Her iki kadından daha yaşlı olanını, anneyi daha çok seviyordum. O iri cüssesine ve bedensel rahatsızlıklarına karşın daha huzurlu, daha bu toprakların insanı olduğunu belli eden bir hali vardı. Onun bombalar altında, bu karanlık tepede ne yapabileceğini hayal edebiliyordum. Pek fazla konuşmazdı, ama dinlemeyi bilirdi. Öteki, kızı, kırklı yaşlarında, evde kalmış bir kadındı; kemikleri yapılı bedenini sımsıkı örten giysiler giyerdi. Adı Elvira’ydı. Savaşın yukarıya kadar tırmanacağı korkusuyla yaşıyordu. Benim için kaygılandığını fark ettim ve bana bunu söyledi: Ben kentteyken acı çekiyordu ve bir keresinde annesi bunu benim yanımda dile getirince Elvira, bombalar Torino’yu biraz daha yıkarsa, benim gece gündüz onlarla kalmamı istediğini söyledi.

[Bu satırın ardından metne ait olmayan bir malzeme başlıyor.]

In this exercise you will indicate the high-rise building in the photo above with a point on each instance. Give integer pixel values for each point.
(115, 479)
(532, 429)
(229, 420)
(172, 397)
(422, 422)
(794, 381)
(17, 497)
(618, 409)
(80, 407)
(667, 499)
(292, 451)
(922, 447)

Belbo patikada ileri geri koşuyor, beni de ormana dalmaya davet ediyordu. Ama o akşam bitkilerin engellediği yokuşun bir dönemecinde biraz soluklanıp büyük vadiyi ve bayın seyretmek istedim. Karanlıkta kıvrımlar, bayırlarla dolambaçlanan yüksek tepeyi çok seviyordum. Eskiden de böyleydi, ama pek çok ışık aydınlatırdı buraları, sakin bir hayat vardı, adamlar evlerine girerler, dinlenirlerdi, bir neşe vardı. Şimdi gene arada sırada seslerin, uzaktan gülüşlerin işitildiği oluyordu, ama o ağır karanlık her şeyi örtüyordu, toprak gene yabanıllaşmıştı, benim çocukluğumdaki gibi ıssızdı. Tarlaların ve yolların, insanların evlerinin ardında, ayakların altında, toprağın yaşlı, kayıtsız yüreği karanlığa gömülüyor, yarlarda, köklerde, gizil şeylerde, çocukluk korkularında yaşıyordu. İşte o zaman çocukluk anılarının tadını çıkarmaya başlıyordum. Denebilir ki, kinlerin ve kararsızlıkların, yalnız kalma arzumun altında, kendimi yeniden bir genç delikanlı olarak bulup çıkartıyordum. Onun bir arkadaşı, meslektaşı, oğlu olsun istiyordum. Yaşadığım bu köyü yeniden görüyordum. Biz ikimiz yalnızdık, o çocuk ve ben kendim. O zamanın vahşi buluşlarını yeniden görüyordum. Evet, acı çekiyordum ama geleceği ne görebilen ne de sevebilen çelişkili bir bakıştı bu.